1. I numeri sembrano aver parlato chiaro. In Olanda la tanto temuta affermazione elettorale dei movimenti antieuropeisti non si è verificata, anzi il populista di destra Geert Wilders e quello di sinistra Emile Romer sono i due grandi sconfitti dell’ultima tornata elettorale. Il primo ha visto i consensi dimezzarsi con un partito che passa dai ventiquattro seggi delle elezioni del 2010 ai quindici di queste elezioni. Il secondo resta stabile a quindici seggi.

Tra le formazioni minori, i cristiano democratici - reduci dall’esperienza della coalizione di governo - hanno perso ben dieci seggi e ora potranno contare solo su tredici rappresentanti. Il gruppo di sinistra D66 ha ottenuto dodici seggi (due in più rispetto alla precedente legislatura) mentre i verdi, con tre seggi conquistati, ne perdono ben sette rispetto alla precedenti elezioni.

I vincitori, ovvero coloro che andranno presumibilmente a formare il prossimo governo di coalizione, sono il partito liberal-conservatore del premier Mark Rutte e il partito laburista di Diederik Samson. Su un totale di centocinquanta seggi che compongono la Camera Bassa queste due forze dovrebbero quindi avere i numeri per formare il prossimo governo, magari con l’ausilio dei D66.

2. Il primo e immediato dato che emerge dalla tornata elettorale è il fallimento del “paradigma Wilders” cui fa da parallelo l’affermarsi di due forze che fanno della moderazione il loro punto di forza. E’ vero che il sistema proporzionale olandese tende alla frammentazione, ma gli olandesi, soprattutto dopo la crisi di governo provocata da Wilders, hanno preferito partiti che potessero garantire una politica stabile.

Certo, passeranno ancora mesi prima della definitiva formazione dell’esecutivo e non è detto che il solo controllo della Camera Bassa, avendo il Senato una differente composizione, garantisca quella stabilità che gli elettori pare abbiano voluto premiare alle urne. Dal punto di vista della politica interna, la piattaforma di Rutte si compone di numerose misure di austerità necessarie per rispettare gli impegni presi con Bruxelles che prevedono di portare il deficit pubblico sotto la soglia del 3% entro il 2013. Naturalmente tutte le misure saranno da concordare fra i partner della coalizione.

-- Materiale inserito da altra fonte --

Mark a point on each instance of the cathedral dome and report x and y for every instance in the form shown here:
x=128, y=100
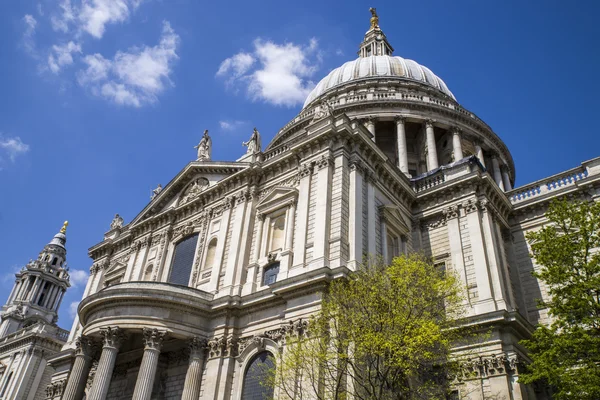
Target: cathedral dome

3. Sul piano della politica europea è bene sottolineare che per quanto la vittoria di Rutte sia stata salutata in Europa come una vittoria dell’Europa, questa vittoria non è stata ottenuta su di una piattaforma pro-EU, tanto che le posizioni prese sono state in grado di drenare molti voti in uscita dal partito di Wilders. Il leader dei liberal-conservatori ha ad esempio affermato che la “Grecia non riceverà più un solo euro dall’Olanda”.

Lo scetticismo degli Olandesi verso l’Unione Europea permane, anche se assume ora un approccio più pragmatico. A Bruxelles e in molte capitali europee si brinderà per i risultati, ma lo smottamento delle posizioni più idealiste non si è fermato. Come hanno ricordato Adriaan Schout e Jean Marinus Wiersma in un recente paper pubblicato dall’European Council on Foreign Relations  intitolato “Il Paradosso olandese” , Rutte ha sempre accettato misure di maggiore integrazione solo nei termini in cui queste avessero garantito gli interessi nazionali olandesi.  Nella scorsa legislatura  è stata addirittura votata a maggioranza in parlamento una risoluzione che chiedeva al governo  di non cedere ulteriori poteri e Bruxelles e di fermare qualsiasi tentativo di una vera e propria unione politica. Tutti segnali che dovrebbero comunque far riflettere i “signori di Bruxelles”.